We Need to Talk About Kevin_ A Novel - Lionel Shriver [36]
Of course, just because I can’t manage to swallow all the blame doesn’t mean that others won’t heap it on me anyway, and I’d have been glad to provide a useful receptacle if I thought the heaping did them any good. I always come back to Mary Woolford, whose experience of injustice had hitherto run to a particularly inconvenient one-way street. I suppose I’d call her spoiled; she did stir up rather an excessive fuss when Laura didn’t make the track team, even though her daughter, however lovely, was physically languid and not the least athletic. But it may not be fair to call it a character flaw that someone’s life has always gone well with minimal impedance. Moreover, she was a restive woman, and like my Democratic coworkers given to indignation by nature. Previous to Thursday, she had been accustomed to venting this quantity, which I presume would otherwise build up in her at combustive levels, on campaigns to have the town council put in a pedestrian crossing or to ban homeless shelters from Gladstone; consequently, the denial of funds for such a crossing or the arrival of hairy riffraff on the outskirts of town had previously constituted her version of catastrophe. I’m not sure how such people manage to get their heads around proper disaster after having repeatedly exercised the full powers of their consternation on traffic.
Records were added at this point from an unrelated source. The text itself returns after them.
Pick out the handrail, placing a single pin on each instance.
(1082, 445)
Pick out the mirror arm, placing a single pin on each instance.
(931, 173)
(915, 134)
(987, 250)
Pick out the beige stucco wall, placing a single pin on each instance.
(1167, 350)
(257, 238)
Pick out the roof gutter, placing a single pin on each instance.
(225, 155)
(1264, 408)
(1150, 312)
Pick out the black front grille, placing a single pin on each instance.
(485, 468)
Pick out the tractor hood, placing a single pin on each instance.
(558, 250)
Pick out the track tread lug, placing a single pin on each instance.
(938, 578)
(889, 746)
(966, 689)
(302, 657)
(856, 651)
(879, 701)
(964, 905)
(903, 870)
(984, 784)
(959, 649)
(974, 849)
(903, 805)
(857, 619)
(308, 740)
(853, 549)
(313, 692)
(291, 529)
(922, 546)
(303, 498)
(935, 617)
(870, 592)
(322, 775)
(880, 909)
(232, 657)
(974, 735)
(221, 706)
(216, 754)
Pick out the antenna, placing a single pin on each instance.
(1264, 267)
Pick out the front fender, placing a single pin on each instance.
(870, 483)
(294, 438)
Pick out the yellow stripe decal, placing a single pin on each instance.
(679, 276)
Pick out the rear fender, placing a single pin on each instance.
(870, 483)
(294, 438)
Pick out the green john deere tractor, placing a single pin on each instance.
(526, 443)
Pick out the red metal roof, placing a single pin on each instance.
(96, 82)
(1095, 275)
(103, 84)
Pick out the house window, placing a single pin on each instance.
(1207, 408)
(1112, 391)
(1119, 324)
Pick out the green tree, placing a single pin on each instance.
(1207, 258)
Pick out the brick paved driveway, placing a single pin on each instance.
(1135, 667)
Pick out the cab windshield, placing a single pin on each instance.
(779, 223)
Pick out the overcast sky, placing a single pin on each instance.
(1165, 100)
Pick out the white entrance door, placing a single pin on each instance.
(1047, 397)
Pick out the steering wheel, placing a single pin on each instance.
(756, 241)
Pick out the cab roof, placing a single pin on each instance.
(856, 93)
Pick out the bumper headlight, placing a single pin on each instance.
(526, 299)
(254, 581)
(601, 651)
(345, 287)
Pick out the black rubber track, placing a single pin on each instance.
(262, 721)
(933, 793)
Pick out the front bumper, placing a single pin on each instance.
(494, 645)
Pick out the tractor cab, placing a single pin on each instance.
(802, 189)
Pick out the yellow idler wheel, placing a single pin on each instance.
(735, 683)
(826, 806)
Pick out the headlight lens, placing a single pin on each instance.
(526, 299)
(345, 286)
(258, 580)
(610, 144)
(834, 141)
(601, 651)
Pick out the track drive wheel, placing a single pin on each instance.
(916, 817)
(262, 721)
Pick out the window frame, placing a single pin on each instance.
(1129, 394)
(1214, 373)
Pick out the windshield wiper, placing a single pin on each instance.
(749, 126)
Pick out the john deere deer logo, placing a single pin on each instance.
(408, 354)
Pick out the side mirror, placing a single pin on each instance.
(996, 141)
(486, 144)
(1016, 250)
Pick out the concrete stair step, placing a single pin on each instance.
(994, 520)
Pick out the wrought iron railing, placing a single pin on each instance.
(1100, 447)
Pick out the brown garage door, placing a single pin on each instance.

So I can see how a woman who’d long slept restlessly on peas might have difficulty lying on an anvil. Nevertheless, it’s a pity that she couldn’t remain within the still, serene well of sheer incomprehension. Oh, I realize you can’t stay bewildered—the need to understand or at least to pretend you do is too great—but I myself have found wide white mystification a place in my mind that is blessedly quiet. And I fear that Mary’s alternative outrage, her evangelical fever to bring the guilty to book, is a clamorous place that creates the illusion of a journey, a goal to be achieved, only so long as that goal remains out of reach. Honestly, I had to fight the impulse at the civil trial to take her aside and charge gently, “You can’t imagine that you’ll feel better if you win, do you?” In fact, I became convinced that she would find more consolation in having what proved a surprisingly slight parental negligence case dismissed, because then she’d be able to nurture this theoretical alternative universe in which she had successfully unloaded her agony onto a callous, indifferent mother who deserved it. Somehow Mary seemed confused as to what the problem was. The problem was not who was punished for what. The problem was that her daughter was dead. Although I couldn’t have been more sympathetic, it was not subject to unloading onto anyone else.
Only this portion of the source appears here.